Après le pique-nique, nous nous dirigeons vers les étangs de Vaux et de Baye. Ils sont séparés par une digue et n’ont ni la même couleur (c’est vraiment flagrant !) ni le même niveau.

Ils ont été créés à la fin du 18e siècle pour alimenter en eau le canal du Nivernais. Nous nous garons au niveau de l’écluse.

En traversant une zone boisée pour arriver aux berges du lac, un écureuil plus curieux que farouche nous donnera la joie de l’admirer de près 🙂

Monsieur est très affairé, aussi, après nous avoir accordé un bref moment d’attention, il retourne sans façon à ses activités.

Le temps est toujours maussade, un excellent prétexte pour se mettre à l’abri sous les voûtes de La Collancelle !

Le canal du Nivernais passe ici en souterrain à trois reprises. Le premier tunnel est celui de la Colancelle, il est long de 758 mètres, avec quelques cheminées d’aérage apportant un disque de lumière sur l’eau. Une banquette de halage permet d’y accéder à pied.

Le percement de la montagne est en fait constitué d’une succession de tunnels et de tronçons en tranchées ouvertes. Une centaine de forçats ont trouvé la mort lors des titanesques travaux de construction (il y eut de graves affaissements de terrain).

Le but premier était le flottage du bois pour chauffer Paris, mais rapidement il fut décidé de créer une véritable voie navigable. Après la longue interruption due à la Révolution française, c’est l’ingénieur Poiré – celui-là même qui inventa par la suite les barrages à aiguilles et fermettes – qui reprit les travaux.

Le second souterrain s’appelle le tunnel de Mouas, sa longueur est de 268m.

Ce n’est donc pas du tout la même ambiance puisque dès le départ on voit la sortie.

Avant de nous engager dans le 3e, le tunnel de Breuilles (212m), nous entendons comme un léger bourdonnement…

Nous regardons derrière nous et, après quelques instants, une lueur apparaît dans l’obscurité du passage voûté.
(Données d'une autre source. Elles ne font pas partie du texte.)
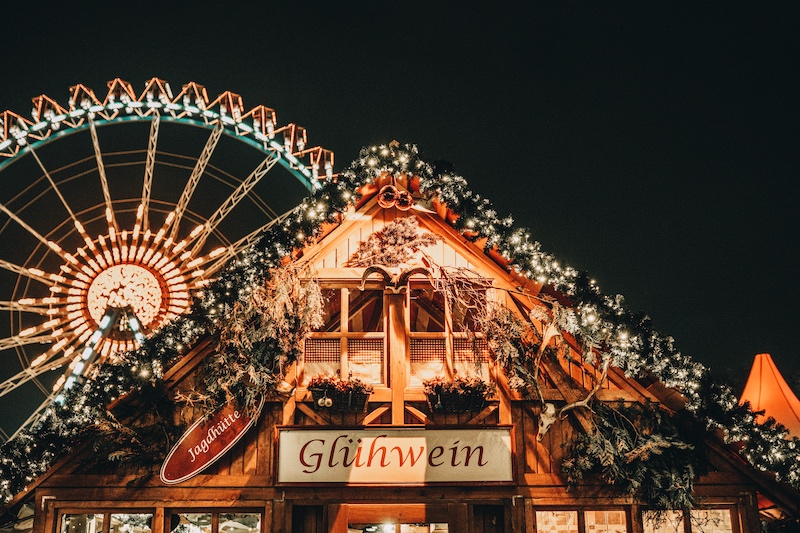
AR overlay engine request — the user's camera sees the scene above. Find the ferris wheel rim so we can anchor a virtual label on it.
[0,78,334,442]
[0,115,318,191]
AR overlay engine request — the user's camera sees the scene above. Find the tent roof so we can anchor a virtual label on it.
[740,353,800,437]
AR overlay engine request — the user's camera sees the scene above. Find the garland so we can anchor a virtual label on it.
[0,143,800,512]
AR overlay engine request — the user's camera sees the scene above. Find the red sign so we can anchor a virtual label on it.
[160,398,264,485]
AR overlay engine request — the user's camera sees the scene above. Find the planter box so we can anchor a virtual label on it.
[308,389,370,412]
[427,394,486,413]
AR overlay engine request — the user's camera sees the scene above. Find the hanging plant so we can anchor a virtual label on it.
[308,374,373,412]
[422,375,494,413]
[190,264,323,414]
[344,215,441,267]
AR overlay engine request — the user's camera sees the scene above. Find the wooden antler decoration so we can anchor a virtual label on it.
[358,265,433,294]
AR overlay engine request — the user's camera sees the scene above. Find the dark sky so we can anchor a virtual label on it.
[0,2,800,389]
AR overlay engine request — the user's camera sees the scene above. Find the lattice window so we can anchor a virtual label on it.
[453,337,489,381]
[690,509,733,533]
[347,339,384,383]
[409,338,447,387]
[536,511,578,533]
[303,339,342,383]
[583,510,628,533]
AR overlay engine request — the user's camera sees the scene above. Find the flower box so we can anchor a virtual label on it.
[422,376,492,413]
[308,375,372,412]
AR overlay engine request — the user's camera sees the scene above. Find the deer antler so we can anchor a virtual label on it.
[558,357,611,419]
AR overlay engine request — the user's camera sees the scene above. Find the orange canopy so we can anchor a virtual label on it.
[739,353,800,437]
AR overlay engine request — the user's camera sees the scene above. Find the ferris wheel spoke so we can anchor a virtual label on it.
[141,110,161,231]
[0,300,50,315]
[191,153,279,255]
[0,357,70,397]
[0,259,50,285]
[170,121,225,240]
[89,119,119,230]
[8,393,57,440]
[0,333,53,351]
[0,203,77,263]
[204,209,294,278]
[30,146,80,224]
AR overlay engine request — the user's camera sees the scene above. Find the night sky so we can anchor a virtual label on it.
[0,2,800,392]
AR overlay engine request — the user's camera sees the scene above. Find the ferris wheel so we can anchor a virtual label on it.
[0,78,333,442]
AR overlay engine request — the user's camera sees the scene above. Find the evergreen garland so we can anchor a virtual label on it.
[561,402,708,511]
[0,139,800,512]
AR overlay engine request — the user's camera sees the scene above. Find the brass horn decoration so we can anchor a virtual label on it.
[378,185,399,209]
[394,191,414,211]
[378,181,414,211]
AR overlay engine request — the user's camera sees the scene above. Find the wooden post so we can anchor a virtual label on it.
[384,290,407,426]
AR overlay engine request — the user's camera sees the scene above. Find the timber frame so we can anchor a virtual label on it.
[1,172,800,533]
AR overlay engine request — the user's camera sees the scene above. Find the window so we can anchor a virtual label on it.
[642,509,733,533]
[583,510,628,533]
[536,509,628,533]
[169,512,261,533]
[301,288,386,384]
[61,514,104,533]
[536,511,578,533]
[690,509,733,533]
[61,513,153,533]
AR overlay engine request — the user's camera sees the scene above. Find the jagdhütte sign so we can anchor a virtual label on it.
[160,398,264,485]
[278,427,514,485]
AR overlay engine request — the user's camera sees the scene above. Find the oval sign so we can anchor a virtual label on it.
[159,398,264,485]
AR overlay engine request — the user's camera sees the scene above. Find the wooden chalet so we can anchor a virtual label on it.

Chouette, un bateau qui fait la traversée !

On ne pensait pas en voir vu la météo pourrie.

S’ensuit un deuxième, de plus gros calibre… on a l’impression qu’il râcle un peu, parfois.

On mitraille mais eux aussi 😆

La troisième et dernière embarcation, dont nous voyons la lumière, met un temps fou à franchir le tunnel et on n’entend aucun bruit de moteur.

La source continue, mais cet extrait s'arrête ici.